下手はここで▲1四歩(参考20図)と垂らします。

これで次の▲1三歩成を狙えばうまくいきそうですが、ここで上手は△1二歩(参考21図)と受けることができます。

これは下手が攻めにくく失敗です。これを踏まえて、▲2二成銀と銀を取らずに▲1四歩と垂らした44図を改めて確認しましょう。

銀を取らずに先に▲1四歩と打つことで、上手に△1二歩と打てないようにしているのです! もしそれでも上手が△1二歩(参考31図)と打てば…
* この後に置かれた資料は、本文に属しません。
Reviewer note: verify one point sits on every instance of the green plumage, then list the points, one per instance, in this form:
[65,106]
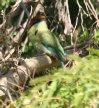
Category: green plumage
[40,35]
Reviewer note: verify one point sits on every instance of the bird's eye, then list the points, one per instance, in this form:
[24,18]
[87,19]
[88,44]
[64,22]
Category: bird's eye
[36,32]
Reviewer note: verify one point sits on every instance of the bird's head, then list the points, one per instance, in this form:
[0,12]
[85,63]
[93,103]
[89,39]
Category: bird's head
[37,19]
[39,23]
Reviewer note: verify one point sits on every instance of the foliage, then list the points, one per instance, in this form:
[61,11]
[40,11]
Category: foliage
[74,88]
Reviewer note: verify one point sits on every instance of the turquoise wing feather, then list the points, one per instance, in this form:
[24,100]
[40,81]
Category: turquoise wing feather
[50,41]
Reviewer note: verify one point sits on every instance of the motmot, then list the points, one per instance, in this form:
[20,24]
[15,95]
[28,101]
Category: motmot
[46,40]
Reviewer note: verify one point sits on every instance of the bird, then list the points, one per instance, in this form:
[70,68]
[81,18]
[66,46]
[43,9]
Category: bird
[45,40]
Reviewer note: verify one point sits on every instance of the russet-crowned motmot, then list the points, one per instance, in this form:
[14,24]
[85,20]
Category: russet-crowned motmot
[45,40]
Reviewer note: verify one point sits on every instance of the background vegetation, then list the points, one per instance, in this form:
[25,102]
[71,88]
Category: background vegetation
[76,23]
下手はもちろん▲同成銀(参考32図)と取ることができます。

下手は成銀が1三から1二に移動しても、次の狙いは▲2二成銀と銀を取る手ですから、損をしていません。
つまり、▲2二成銀と取る前に▲1四歩と垂らす意味は、「上手の△1二歩の受けを消し、確実にと金を作れるようにする」だったのです! (ちなみに、この▲1四歩は上野が考えた手ではなく、普及指導員の原田慎也さんの発案です)
では、▲1三歩成を実現した48図に戻ります。

あらためて48図。
上手は金を取られたくないので△3二金(49図)と逃げます。

ここでようやく、下手の飛車が役立ちます。飛車+と金のコンビで▲2三と(50図)と攻めます。
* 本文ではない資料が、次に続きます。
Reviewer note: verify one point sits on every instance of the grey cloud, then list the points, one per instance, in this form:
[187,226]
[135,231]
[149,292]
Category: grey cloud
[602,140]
棒銀定跡では、飛車は1筋の攻めに参加せず、こうして2筋を攻める時に役立ちます。上手は金を取られたくないので△4二金(51図)と逃げます。

そして、下手はさらに角+と金のコンビで▲3三と(52図)と攻めます。

と金で金を狙いつつ、上手玉に近づき、下手好調です。
上手は金を取られたくないので△5二金(53図)と逃げます。

ここで下手は飛車を成ることができます。「2一」「2二」「2三」の3か所です。この中で「▲2一飛成」は一段目に上手の駒がなく、良い成り場所ではありません。よって「2二」か「2三」のどちらかです。どちらも良い手ですが、本マニュアルでは▲2三飛成(54図)を推奨、本手順とします。
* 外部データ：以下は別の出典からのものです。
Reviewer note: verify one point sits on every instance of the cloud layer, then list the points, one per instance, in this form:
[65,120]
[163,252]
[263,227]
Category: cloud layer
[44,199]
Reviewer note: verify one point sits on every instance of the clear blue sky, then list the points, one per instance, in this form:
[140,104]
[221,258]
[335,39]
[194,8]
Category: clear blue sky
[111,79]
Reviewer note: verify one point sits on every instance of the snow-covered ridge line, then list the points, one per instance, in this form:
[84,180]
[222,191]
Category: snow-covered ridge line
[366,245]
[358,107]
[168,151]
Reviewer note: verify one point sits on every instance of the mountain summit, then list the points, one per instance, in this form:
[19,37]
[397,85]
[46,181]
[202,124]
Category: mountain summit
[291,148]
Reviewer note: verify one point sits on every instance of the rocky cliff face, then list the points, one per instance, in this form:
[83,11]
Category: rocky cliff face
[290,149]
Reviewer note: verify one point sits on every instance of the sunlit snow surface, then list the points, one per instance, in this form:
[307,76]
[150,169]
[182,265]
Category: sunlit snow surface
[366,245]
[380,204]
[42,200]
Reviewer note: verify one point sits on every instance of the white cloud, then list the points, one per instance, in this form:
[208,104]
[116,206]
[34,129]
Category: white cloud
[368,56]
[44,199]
ここに成ることで、間接的に上手玉を狙うことができます。そして下手は次に狙っている手があります。
上手は△7六歩(55図)と取ります。

この△7六歩のように歩を取りながら歩を進める手を、将棋用語で「取り込む」と言います。

この△7六歩は下手の歩を取りつつ、7七を狙う攻めの拠点になります。

ステップ2-2は以上です。
55図では、下手のうまい攻め手順がありますので、興味がある方は考えてみてください。3手先まで読めればOKです。